Las cifras indican un crecimiento del 2,6% interanual, tomando el mes de mayo como referencia. Los medios celebraron con grandes títulos estos indicadores. Pero la trampa es fácil de divisar. El “crecimiento” se explica por el avance del 49,5% del sector agropecuario, que se compara con los índices paupérrimos de 2018 luego de la fuerte sequía. Los otros dos sectores que habrían mejorado su actividad son Transporte y Comunicaciones con un incremento del 1,8%, y Minas y Canteras -ligado a la actividad de Vaca Muerta- con un 1,3%. Lo demás es todo caída, que es justamente lo relevante del informe.

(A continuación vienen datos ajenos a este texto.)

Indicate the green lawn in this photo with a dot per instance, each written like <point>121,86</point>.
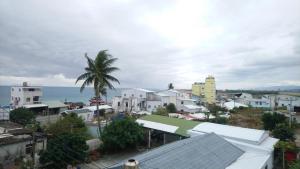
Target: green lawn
<point>183,125</point>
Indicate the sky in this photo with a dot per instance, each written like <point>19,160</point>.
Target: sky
<point>243,44</point>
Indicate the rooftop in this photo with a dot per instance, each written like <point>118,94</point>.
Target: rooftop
<point>201,152</point>
<point>54,104</point>
<point>181,124</point>
<point>252,136</point>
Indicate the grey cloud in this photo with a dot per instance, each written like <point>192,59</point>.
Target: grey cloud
<point>40,38</point>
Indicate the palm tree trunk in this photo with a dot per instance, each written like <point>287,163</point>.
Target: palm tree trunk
<point>98,113</point>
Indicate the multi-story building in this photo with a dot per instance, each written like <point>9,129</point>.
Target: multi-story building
<point>210,90</point>
<point>205,90</point>
<point>198,89</point>
<point>25,95</point>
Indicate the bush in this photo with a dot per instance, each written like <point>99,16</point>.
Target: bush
<point>22,116</point>
<point>121,134</point>
<point>271,120</point>
<point>71,123</point>
<point>171,108</point>
<point>295,165</point>
<point>283,132</point>
<point>64,149</point>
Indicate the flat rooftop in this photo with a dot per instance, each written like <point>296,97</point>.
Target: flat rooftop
<point>237,133</point>
<point>181,124</point>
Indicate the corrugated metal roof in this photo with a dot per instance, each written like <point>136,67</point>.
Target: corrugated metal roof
<point>253,136</point>
<point>207,151</point>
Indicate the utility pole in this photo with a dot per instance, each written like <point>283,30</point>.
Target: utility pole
<point>33,149</point>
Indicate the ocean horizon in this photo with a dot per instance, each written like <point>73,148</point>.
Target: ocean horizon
<point>61,93</point>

La industria volvió a mostrar índices negativos, con un descenso del 6,5% en la actividad y un uso de la capacidad instalada anclado en el 62%. La construcción cayó 3,1%, la actividad comercial 11,4% y el consumo 9%. Se contabilizaron 217.000 despidos de trabajadores en blanco en el año. Con estos números está claro que se profundizó la recesión.

Otro dato presentado falsamente como positivo es el superávit de la balanza comercial, por décimo mes consecutivo. Ello solo se explica por el desplome de las importaciones (-23,5%) que se redujeron en cantidad y precio, mientras que el intercambio comercial descendió un 11,2%. Por su parte, las exportaciones registraron un mínimo aumento de apenas 1,9%, gracias a la mejor cosecha relativa del campo.

Mientras tanto, está crujiendo la pax cambiaria que el gobierno se esforzó por instaurar. “El veranito financiero que rigió por casi dos meses confirma que ya es parte del pasado” (La Nación, 26/7). Eso porque el dólar sigue subiendo junto con las tasas de interés y el riesgo país. Una nueva devaluación, como fogonea Alberto Fernández para coquetear con un sector de la burguesía, deprimiría más los salarios (agravando la caída del consumo), haría subir los costos de los insumos industriales importados y sería la antesala de nuevos tarifazos. Para colmo, el FMI volvió a marcar la cancha señalando que las tasas de interés del Banco Central (que son tomadas como referencia para los préstamos) deben mantenerse altas por un largo tiempo, es decir que seguirá la asfixia a los créditos que paraliza toda inversión. La recesión tiene para largo.

Con los indicadores del EMAE el gobierno quiso elaborar un ‘relato’ para vender gato por liebre, una operación de campaña electoral. Los medios oficialistas dedicaron páginas y páginas a afirmar que la recuperación económica explicaría un supuesto crecimiento del macrismo en las encuestas electorales. Pero chocan con la realidad.

Desde el Partido Obrero denunciamos estas mentiras y militamos la campaña del Frente de Izquierda - Unidad explicando a los trabajadores las raíces de la crisis y por qué la tienen que pagar los capitalistas. No hay salida sin ruptura con el FMI, sin nacionalización de la banca y el comercio exterior, para que el ahorro nacional sea invertido en la industrialización del país, salud, educación, obra pública. De lo contrario, tendremos las reformas laboral y previsional que Macri y los Fernández-Fernández-Massa se comprometieron ante el FMI. El voto al FIT-U es defender la perspectiva de una salida estratégica de los trabajadores y la izquierda.